Things Are Hot, Hot, Hot in Vermont -- from Burlington Free Press
Douglas rejects 3 tax option for health care
By Nancy Remsen, Free Press Staff Writer
MONTPELIER -- The Democratic leadership of the Legislature gave Republican Gov. Jim Douglas an ultimatum at noon Thursday in a dramatic flare-up of a long-expected political battle over health care reform legislation. In a letter delivered to the governor's Statehouse office, Democrats offered Douglas three options to pay for health care for uninsured Vermonters and two hours to make his choice. Douglas made his decision in minutes.
"The tax measures being offered," he declared without hesitation at his weekly news conference, "are simply unacceptable to me." Each of the three options included a payroll tax, which Douglas vehemently opposes. One option also relied on a tax on insurance premiums, Douglas' preference, but that wasn't enough to win his support.
Rebuffed, the House and Senate teams negotiating the health reform bill met and quickly announced they had agreed on a financing plan that would raise $43.8 million to provide primary and preventive health coverage to 35,000 Vermonters who have no health insurance. Their agreement calls for businesses that don't offer health insurance to their workers to pay a 1 percent payroll tax if their payroll totals less than $50,000 or a 3 percent payroll tax. Also, Vermonters without health insurance would pay a 1 percent income tax.
The House and Senate negotiators also have agreed on all the other provisions in a compromise health reform package -- including measures to:
Curb the growth of medical spending in hospitals.
Save on prescription medicines,
Change insurance to reward healthy lifestyles.
Revise medical malpractice law.
Conduct studies that would scope out the feasibility and potential benefits of moving from a private market health insurance system to a totally government-financed system.
The Senate is expected to vote on the compromise bill this morning, then send the package to the House for an up-or-down vote. House and Senate negotiators also struck deals on the budget and numerous other bills Thursday, increasing the likelihood the Legislature would adjourn this weekend.
Douglas has promised to reject the health care bill because of its payroll tax. Legislative leaders are ready with a back-up plan to salvage provisions that they and Douglas support along with the studies the Legislature needs to support future health care initiatives. They have added these sections to the budget bill -- just in case.
"A governor's veto isn't going to stop us from doing what we need to do to keep this discussion going," said Rep. John Tracy, D-Burlington, chief negotiator for the House.

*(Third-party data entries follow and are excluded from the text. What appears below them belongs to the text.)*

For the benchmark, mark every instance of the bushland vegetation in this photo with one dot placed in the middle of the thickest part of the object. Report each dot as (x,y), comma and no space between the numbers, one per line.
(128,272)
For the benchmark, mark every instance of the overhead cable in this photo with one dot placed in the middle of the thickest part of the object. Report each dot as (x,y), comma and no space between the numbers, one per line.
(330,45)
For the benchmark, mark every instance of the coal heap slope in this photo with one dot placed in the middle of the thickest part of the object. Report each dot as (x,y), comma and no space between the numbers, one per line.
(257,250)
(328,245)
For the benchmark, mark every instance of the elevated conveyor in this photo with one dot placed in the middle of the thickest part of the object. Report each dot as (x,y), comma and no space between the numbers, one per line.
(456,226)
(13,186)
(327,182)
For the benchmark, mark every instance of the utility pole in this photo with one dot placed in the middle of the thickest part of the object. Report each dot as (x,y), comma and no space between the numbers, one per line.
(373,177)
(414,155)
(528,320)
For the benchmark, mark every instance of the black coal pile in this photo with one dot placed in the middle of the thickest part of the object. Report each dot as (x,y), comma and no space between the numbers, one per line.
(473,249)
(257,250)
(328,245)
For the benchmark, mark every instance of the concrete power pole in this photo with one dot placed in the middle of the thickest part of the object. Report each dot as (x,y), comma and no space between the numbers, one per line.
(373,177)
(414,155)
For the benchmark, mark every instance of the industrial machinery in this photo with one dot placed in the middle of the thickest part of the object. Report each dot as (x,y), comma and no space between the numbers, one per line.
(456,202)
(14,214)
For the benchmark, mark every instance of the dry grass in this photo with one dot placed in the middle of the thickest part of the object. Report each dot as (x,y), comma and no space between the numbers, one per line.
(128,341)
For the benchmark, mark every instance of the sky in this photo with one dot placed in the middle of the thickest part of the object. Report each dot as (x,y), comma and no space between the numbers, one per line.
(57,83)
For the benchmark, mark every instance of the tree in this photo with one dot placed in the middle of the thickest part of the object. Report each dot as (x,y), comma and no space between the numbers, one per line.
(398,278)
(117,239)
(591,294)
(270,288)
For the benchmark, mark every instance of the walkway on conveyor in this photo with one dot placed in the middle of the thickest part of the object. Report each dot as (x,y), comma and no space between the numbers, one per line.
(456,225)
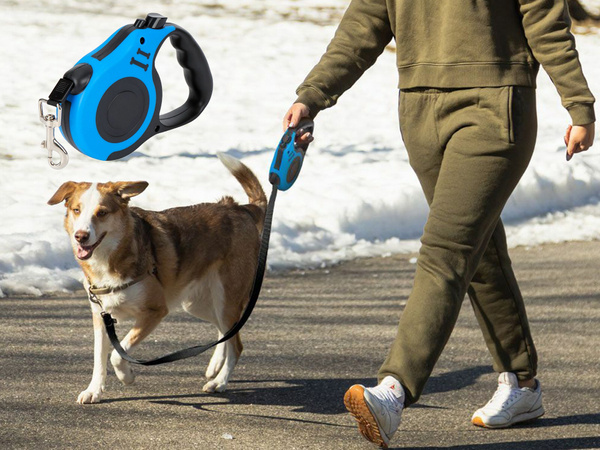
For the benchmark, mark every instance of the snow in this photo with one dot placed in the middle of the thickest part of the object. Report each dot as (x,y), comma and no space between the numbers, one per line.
(356,195)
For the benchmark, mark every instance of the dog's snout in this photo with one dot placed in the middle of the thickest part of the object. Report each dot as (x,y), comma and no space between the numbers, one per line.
(81,236)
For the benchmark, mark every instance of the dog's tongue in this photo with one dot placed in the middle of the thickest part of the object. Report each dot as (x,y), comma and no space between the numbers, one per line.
(84,252)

"Vermont is on the threshold of becoming the first state where every Vermonter will have a doctor and every Vermonter will share responsibility for paying for health care," Senate President Pro Tempore Peter Welch, D-Windsor, proclaimed to a crowd of politicians, lobbyists and reporters. Welch laid responsibility for achieving this goal on the governor's shoulders. "Are we going to make the move toward universal health care or not?" Welch asked. "Jim Douglas has to decide whether he is going to do the right thing or do nothing."

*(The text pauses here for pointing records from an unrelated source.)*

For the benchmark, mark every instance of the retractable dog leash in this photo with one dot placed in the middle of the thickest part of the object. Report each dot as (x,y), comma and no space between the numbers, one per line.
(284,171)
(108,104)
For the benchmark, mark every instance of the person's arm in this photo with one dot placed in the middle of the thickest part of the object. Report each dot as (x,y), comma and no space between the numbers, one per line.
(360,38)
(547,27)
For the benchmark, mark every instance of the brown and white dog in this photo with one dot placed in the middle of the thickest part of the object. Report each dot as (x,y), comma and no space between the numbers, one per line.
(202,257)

Frustrated they couldn't reach agreement in recent closed-door meetings with Douglas and his staff, legislative leaders made their final offer in public. "We need a response to the challenge," said Sen. Jim Leddy, D-Chittenden. "We need to move beyond the rhetoric."
Half an hour later, Douglas answered in kind. "This is a theater at the end of the session as many of you veterans understand," Douglas told reporters. "To be perfectly blunt, I think what we are seeing is amateur hour."

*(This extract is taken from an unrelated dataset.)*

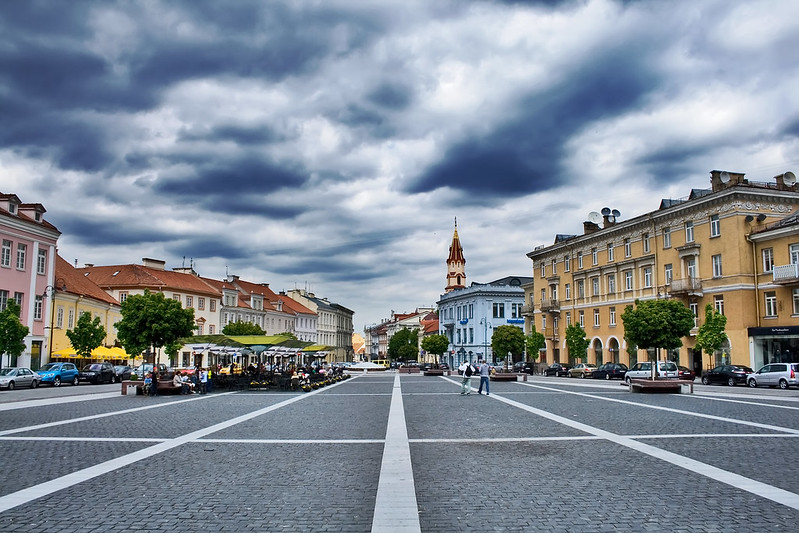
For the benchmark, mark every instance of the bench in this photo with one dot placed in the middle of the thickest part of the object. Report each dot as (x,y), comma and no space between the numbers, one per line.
(680,386)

"As we inch toward adjournment, it becomes increasingly clear that the conferees are less interested in achieving meaningful, bipartisan reform," Douglas said. "If a bill comes to my desk that is a Trojan horse for government run health care, if a bill comes to my desk that is paid for with hundreds of millions of new dollars in taxes, I will protect the people of Vermont and reject that tax proposal."
Health care tax
House and Senate negotiators have agreed on a way to pay for basic health insurance for 35,000 Vermonters currently without coverage.
WHO PAYS? Only employers who don't offer health insurance to their workers or spend less than 3 percent of their total payroll on insurance, and Vermonters without health insurance who aren't eligible for Medicaid.
EMPLOYER TAX: Employers with payrolls of less than $50,000 would pay a 1 percent payroll tax. Larger employers would pay a 3 percent payroll tax. If they offer health insurance but spend less than 3 percent of payroll on it, they would pay the difference between what they spend and 3 percent of their payroll.
INDIVIDUAL TAX: Uninsured Vermonters would pay 1 percent of their income for health insurance.
BENEFIT PACKAGE: A no-frills package of preventive and primary health services would be covered. Hospital coverage wouldn't be included. A commission would report to the Legislature next January what health services should be covered.
STARTING DATE: Coverage would begin July 1, 2006.